# Wood to use for French Cleat



## roycebryan (Aug 14, 2010)

I have read many of the other threads regarding French Cleat but I just had a little question that I haven't been able to find a definite answer to. Any thoughts would be greatly appreciated.

I was planning on installing a French cleat system in my workshop and barn. After going to many of my local hardware store I found that all they had in the way of 3/4" Plywood was what they called hardwood plywood and cost $59 per sheet. While looking around for a while I came across 1×3×8 Premium Furring Strips (species says Spruce Pine) for $.99 each and I was not sure if this would be sufficient for any substantial weight or for even long term load bearing.

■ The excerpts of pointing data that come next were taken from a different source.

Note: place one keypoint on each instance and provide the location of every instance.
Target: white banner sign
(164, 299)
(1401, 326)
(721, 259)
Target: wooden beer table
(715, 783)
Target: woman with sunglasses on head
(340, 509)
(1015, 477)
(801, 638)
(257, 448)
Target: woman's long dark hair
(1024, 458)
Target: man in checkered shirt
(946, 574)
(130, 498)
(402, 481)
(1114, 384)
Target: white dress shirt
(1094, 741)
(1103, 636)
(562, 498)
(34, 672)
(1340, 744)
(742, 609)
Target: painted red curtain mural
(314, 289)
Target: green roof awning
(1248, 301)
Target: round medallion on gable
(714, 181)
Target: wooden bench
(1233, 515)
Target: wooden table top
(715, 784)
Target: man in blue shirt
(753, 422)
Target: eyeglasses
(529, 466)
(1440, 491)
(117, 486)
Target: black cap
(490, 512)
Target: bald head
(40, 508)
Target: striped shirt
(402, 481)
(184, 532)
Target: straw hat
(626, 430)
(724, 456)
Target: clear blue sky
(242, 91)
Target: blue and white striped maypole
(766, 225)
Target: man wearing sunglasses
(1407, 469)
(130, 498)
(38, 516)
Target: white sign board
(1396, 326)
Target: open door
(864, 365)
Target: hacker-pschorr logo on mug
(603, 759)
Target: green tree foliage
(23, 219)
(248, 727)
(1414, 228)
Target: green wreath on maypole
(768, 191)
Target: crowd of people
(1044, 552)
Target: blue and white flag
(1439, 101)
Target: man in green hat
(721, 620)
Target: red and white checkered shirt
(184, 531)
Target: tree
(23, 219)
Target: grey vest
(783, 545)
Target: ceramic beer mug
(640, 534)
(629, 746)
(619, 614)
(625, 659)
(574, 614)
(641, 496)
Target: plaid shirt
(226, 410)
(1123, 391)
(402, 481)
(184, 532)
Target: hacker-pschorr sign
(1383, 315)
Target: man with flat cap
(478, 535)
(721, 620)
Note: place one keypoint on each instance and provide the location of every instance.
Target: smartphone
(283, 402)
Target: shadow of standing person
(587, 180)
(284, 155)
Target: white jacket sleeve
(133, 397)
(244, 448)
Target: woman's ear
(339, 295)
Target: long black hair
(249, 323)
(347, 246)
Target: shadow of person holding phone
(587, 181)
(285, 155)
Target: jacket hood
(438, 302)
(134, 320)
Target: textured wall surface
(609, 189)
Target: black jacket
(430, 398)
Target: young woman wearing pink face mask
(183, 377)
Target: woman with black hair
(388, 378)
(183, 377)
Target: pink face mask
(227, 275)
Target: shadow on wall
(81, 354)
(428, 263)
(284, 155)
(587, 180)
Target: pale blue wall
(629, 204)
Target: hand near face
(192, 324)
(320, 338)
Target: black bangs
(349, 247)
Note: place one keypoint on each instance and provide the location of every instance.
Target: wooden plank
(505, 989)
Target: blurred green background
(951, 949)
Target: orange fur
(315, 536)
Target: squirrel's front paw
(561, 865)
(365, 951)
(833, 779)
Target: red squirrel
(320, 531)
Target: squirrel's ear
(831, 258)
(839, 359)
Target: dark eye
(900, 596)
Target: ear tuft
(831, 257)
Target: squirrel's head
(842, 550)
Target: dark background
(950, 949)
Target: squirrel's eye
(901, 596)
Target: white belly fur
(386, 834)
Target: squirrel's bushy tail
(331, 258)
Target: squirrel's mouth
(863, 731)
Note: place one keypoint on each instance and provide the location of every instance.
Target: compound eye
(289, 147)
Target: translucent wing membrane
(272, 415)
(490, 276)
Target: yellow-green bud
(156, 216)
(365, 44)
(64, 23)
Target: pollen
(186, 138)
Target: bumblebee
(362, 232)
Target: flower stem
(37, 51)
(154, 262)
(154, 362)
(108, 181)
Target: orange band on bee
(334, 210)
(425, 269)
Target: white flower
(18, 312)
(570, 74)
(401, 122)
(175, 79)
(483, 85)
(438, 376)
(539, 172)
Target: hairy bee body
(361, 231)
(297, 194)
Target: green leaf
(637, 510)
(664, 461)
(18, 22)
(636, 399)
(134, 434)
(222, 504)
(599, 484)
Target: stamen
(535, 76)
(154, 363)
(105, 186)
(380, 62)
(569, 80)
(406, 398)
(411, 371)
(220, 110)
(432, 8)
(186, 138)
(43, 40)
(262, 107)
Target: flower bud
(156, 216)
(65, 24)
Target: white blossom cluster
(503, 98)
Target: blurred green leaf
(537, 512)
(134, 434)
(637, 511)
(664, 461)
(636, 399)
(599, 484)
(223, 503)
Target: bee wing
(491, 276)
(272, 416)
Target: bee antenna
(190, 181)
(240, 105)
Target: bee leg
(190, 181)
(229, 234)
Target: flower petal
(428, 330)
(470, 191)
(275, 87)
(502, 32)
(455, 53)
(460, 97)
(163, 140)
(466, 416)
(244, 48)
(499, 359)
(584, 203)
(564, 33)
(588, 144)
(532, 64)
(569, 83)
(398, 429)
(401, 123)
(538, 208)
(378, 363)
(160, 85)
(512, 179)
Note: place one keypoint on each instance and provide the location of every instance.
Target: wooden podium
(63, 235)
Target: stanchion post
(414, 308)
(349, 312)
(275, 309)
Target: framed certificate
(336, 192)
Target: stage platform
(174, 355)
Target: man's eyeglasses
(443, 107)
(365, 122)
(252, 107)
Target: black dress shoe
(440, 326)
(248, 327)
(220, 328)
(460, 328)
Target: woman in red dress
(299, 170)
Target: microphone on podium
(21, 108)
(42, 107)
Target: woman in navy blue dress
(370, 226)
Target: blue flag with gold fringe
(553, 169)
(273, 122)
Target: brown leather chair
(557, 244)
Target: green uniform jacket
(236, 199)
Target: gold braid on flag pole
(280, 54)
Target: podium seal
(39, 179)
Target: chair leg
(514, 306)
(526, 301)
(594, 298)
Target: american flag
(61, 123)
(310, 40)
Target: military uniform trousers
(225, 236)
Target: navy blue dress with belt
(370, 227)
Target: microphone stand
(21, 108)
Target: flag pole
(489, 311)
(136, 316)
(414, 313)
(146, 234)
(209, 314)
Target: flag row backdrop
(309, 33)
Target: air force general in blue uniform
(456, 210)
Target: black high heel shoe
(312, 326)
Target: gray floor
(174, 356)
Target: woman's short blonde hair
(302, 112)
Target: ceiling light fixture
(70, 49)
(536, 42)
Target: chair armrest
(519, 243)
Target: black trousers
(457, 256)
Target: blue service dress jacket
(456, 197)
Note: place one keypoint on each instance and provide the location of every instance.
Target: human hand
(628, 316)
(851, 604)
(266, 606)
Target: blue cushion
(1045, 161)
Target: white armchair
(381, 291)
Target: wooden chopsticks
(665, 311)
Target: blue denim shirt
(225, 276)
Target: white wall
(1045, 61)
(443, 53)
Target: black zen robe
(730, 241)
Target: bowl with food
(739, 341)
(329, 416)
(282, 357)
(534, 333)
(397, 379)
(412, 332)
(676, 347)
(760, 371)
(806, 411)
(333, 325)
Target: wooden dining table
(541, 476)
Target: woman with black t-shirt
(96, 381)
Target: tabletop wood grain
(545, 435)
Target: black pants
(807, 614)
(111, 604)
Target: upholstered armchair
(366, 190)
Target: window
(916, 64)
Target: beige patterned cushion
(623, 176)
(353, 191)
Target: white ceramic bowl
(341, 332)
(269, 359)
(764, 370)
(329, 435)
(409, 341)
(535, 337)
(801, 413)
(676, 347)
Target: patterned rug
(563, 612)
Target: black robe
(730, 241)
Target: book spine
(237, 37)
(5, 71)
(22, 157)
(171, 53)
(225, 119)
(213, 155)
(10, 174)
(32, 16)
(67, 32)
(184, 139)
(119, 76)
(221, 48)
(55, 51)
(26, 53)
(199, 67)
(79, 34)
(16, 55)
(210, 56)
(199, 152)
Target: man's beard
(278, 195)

I was planning on using 3" deck boards for the screws because they are the only thing I can find in my area over 1-1/2" except drywall screws. If anybody has any ideas I would greatly appreciate it

Thanks,
Royce


----------



## lew (Feb 13, 2008)

The 1×3 will work fine. As far as anchors are concerned, it will depend on the weight of the things you plan to hang. My opinion is that 3" deck screws should hold most loads. You might consider lag screws for the heaviest weights.

Lew


----------



## skywalker01 (May 19, 2009)

I would say you could use just about anything. The main idea would be that the cleats don't slide down the wall. The main amount of pressure would be downward pressure, the angle just allows it not to slip forward and fall off the wall. As long as you're sure that the attachments/ screws will hold up the wood and item you're looking to hang, you should be fine. I used 1/2" plywood to make some the other week, I just used plenty of screws to support the cleats both on the item and on the wall piece. I've also made some cleats out of 2×4's which hold my dust collector to the wall in case I want to move it.


----------



## GrandpaE (Jun 26, 2010)

Shear strength of the fastener is important. Not all fasteners are rated the same. Lag screws are good for heavy items or there is a screw available that is used to attach ledger boards for decks to house framing. Both are good fasteners. You won't want the head to stick out so you may have to countersink. If in doubt go talk to someone in a real hardware store or lumberyard. There is nothing worse than having a cabinet fall off the wall with all your treasures in it. 
By the way a number 10 screw has a heavier shank than a number 8 and so forth.
The boards you have selected should work fine.
Just my 2 cents worth.


----------